Explication of "My Number" and "I had heard it's a fight"

The two poems, "My Number" by Billy Collins and "I had heard it's a fight" by Edwin Derby, are paired together in Sound and Sense because they both take a stance on death. In "My Number" Billy Collins personifies death, even capitalizing it's first letter, and explains it as an ominous and unpredictable terror. One never knows when death could be coming for them, it could be far away or right around the corner and we may never know: "Is Death miles away from this house" and he goes on to wonder if death may be at his front door. The speaker describes death's actions as if it is actually a killer who plots to kill certain people. Collins writes that death may not be after him at this moment because he is "too busy making arrangements" for others whose times have come.  In this poem the speaker believes that death is not only inevitable but also that it comes on its own terms and nothing we do to prolong it really matter, it decides to take a life whenever and wherever it chooses.

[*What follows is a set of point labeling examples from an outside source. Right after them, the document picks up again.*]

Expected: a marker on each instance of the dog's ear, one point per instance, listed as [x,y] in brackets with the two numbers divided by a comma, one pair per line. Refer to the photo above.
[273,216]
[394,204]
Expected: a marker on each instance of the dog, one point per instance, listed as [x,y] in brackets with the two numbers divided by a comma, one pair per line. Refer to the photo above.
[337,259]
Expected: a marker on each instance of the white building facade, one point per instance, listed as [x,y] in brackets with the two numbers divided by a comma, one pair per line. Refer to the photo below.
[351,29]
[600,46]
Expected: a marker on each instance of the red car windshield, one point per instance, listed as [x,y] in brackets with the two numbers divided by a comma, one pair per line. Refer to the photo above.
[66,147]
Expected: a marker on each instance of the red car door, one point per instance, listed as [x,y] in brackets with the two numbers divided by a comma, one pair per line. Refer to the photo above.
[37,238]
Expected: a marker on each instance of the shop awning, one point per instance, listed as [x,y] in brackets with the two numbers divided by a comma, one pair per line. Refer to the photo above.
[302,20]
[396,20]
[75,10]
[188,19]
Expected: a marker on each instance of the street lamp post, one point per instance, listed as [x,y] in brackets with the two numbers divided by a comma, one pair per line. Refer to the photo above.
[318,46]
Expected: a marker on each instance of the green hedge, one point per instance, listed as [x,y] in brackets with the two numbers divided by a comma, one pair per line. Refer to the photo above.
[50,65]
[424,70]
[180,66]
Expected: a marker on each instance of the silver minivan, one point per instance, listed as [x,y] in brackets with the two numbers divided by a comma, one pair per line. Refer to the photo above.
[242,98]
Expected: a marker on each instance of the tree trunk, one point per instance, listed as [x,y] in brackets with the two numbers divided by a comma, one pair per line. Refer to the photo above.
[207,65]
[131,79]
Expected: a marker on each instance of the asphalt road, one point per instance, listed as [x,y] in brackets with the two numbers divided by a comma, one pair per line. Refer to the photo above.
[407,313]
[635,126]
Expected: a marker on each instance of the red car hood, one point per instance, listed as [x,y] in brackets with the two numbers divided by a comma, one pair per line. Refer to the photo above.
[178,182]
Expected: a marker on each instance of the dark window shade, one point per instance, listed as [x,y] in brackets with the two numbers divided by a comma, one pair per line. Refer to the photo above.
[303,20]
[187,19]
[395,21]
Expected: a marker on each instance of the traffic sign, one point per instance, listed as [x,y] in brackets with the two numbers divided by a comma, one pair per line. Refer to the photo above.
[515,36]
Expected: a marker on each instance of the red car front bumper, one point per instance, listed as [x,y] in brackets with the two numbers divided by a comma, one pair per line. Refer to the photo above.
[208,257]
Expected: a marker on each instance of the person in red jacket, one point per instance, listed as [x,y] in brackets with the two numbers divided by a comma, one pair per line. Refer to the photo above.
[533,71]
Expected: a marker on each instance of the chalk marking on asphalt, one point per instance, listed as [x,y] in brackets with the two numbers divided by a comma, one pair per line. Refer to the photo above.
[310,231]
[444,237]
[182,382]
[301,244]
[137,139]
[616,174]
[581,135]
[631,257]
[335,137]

Edwin Derby expresses a different view of death in his poem "I had heard its a fight". He also expresses that death is inevitable but goes on more positively than Collins does in his poem. The poem starts dark saying that death touches you: "The afternoon it touched me / it sneaked up like it was a sweet thrill", this scare with death makes the speaker look differently upon life. He starts living better: "Cut out the liquor, went to the gym, and did / what a man naturally does". Derby looks at death as being inevitable yet it is possible to prolong it by living a healthy life. Instead of being scared of death the speaker in this poem decides to live life to the fullest without fear of death, which is a much more positive view than Collins presents about life and death in his poem.